I’m 36. I came out in 1995, 20 years ago. My girlfriend and I started volunteering at the local AIDS support agency, basically just to meet gay adults and meet people who maybe had it together a little better than our classmates. The antiretrovirals were out by then, but all they were doing yet was slowing things down. AIDS was still a death sentence.
The agency had a bunch of different services, and we did a lot of things helping out there, from bagging up canned goods from a food drive to sorting condoms by expiration date to peer safer sex education. But we both sewed, so… we both ended up helping people with Quilt panels for their beloved dead.

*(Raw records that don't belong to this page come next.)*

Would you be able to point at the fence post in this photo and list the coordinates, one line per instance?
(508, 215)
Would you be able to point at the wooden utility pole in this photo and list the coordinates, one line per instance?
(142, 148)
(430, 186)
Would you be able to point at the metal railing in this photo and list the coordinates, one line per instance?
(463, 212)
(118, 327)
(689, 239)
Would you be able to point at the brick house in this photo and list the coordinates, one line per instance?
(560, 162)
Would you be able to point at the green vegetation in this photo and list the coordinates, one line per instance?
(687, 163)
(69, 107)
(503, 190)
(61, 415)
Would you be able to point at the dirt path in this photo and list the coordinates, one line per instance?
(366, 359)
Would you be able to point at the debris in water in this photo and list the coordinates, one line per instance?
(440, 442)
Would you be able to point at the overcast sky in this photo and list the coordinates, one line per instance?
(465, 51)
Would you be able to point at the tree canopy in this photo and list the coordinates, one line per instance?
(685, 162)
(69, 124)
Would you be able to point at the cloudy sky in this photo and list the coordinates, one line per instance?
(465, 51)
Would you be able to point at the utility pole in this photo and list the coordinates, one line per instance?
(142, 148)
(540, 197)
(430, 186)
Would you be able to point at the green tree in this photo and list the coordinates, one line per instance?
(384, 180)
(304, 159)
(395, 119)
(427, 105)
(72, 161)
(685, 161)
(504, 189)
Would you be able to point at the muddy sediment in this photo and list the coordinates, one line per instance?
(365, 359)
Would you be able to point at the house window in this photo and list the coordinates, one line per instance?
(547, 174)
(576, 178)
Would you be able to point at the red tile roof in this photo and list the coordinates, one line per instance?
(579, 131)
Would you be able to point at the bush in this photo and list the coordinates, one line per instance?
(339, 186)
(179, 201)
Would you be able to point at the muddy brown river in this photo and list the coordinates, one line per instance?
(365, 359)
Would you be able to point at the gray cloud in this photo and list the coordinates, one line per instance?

Do the young queers coming up know about the Quilt? If you want history, my darlings, there it is. They started it in 1985. When someone died, his loved ones would get together and make a quilt panel, 3’x6’, the size of a grave. They were works of art, many of them. Even the simplest, just pieces of fabric with messages of loved scrawled in permanent ink, were so beautiful and so sad.
They sewed them together in groups of 8 to form a panel. By the 90s, huge chunks of it were traveling the country all the time. They’d get an exhibition hall or a gym or park or whatever in your area, and lay out the blocks, all over the ground with paths between them, so you could walk around and see them. And at all times, there was someone reading. Reading off the names of the dead. There was this huge long list, of people whose names were in the Quilt, and people would volunteer to just read them aloud in shifts.

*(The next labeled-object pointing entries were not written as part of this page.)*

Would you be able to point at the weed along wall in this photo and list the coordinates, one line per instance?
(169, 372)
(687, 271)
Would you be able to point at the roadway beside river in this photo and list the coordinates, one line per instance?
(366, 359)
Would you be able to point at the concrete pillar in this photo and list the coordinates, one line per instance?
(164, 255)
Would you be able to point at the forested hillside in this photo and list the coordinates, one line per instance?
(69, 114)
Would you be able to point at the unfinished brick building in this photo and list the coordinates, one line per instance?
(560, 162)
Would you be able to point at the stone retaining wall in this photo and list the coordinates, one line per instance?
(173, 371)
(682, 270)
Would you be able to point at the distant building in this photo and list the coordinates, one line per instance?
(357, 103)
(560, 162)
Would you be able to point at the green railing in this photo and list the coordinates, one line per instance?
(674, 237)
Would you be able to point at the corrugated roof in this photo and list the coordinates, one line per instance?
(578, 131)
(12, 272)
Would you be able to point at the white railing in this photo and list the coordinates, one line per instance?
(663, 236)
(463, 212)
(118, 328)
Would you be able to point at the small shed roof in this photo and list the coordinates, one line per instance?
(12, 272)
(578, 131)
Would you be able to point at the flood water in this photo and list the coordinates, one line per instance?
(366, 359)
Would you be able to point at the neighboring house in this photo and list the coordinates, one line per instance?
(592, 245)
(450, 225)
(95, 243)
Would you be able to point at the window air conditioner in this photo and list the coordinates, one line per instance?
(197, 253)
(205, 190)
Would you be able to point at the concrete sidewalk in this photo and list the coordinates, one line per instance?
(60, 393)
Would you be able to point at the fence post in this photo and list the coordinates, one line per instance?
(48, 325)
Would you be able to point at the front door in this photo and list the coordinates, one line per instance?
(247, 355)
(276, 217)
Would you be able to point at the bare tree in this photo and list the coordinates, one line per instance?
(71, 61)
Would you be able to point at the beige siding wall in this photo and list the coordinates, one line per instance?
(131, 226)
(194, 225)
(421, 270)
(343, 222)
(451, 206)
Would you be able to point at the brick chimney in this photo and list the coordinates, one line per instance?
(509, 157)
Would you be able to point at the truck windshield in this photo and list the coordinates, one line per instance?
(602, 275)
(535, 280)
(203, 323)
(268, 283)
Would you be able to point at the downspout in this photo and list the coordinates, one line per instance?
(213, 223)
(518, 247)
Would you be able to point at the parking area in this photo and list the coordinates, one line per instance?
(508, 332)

HIV- people would come in to work on panels, too, of course, but most of the people we were helping were dying themselves. The first time someone I’d worked closely with died, it was my first semester away at college. I caught the Greyhound home for his funeral in the beautiful, tiny, old church in the old downtown, with the bells. I’d helped him with his partner’s panel. Before I went back to school, I left supplies to be used for his, since I couldn’t be there to sew a stitch. I lost track of a lot of the people I knew there, busy with college and then plunged into my first really serious depressive cycle. I have no idea who, of all the people I knew, lived for how long.
The Quilt, by the way, weighs more than 54 tons, and has over 96,000 names. At that, it represents maybe 20% of the people who died of AIDS in the US alone.
There were many trans women dying, too, btw. Don’t forget them. (Cis queer women did die of AIDS, too, but in far smaller numbers.) Life was and is incredibly hard for trans women, especially TWOC. Pushed out to live on the streets young, or unable to get legal work, they were (and are) often forced into sex work of the most dangerous kinds, a really good way to get HIV at the time. Those for whom life was not quite so bad often found homes in the gay community, if they were attracted to men, and identified as drag queens, often for years before transitioning. In that situation, they were at the same risk for the virus as cis gay men.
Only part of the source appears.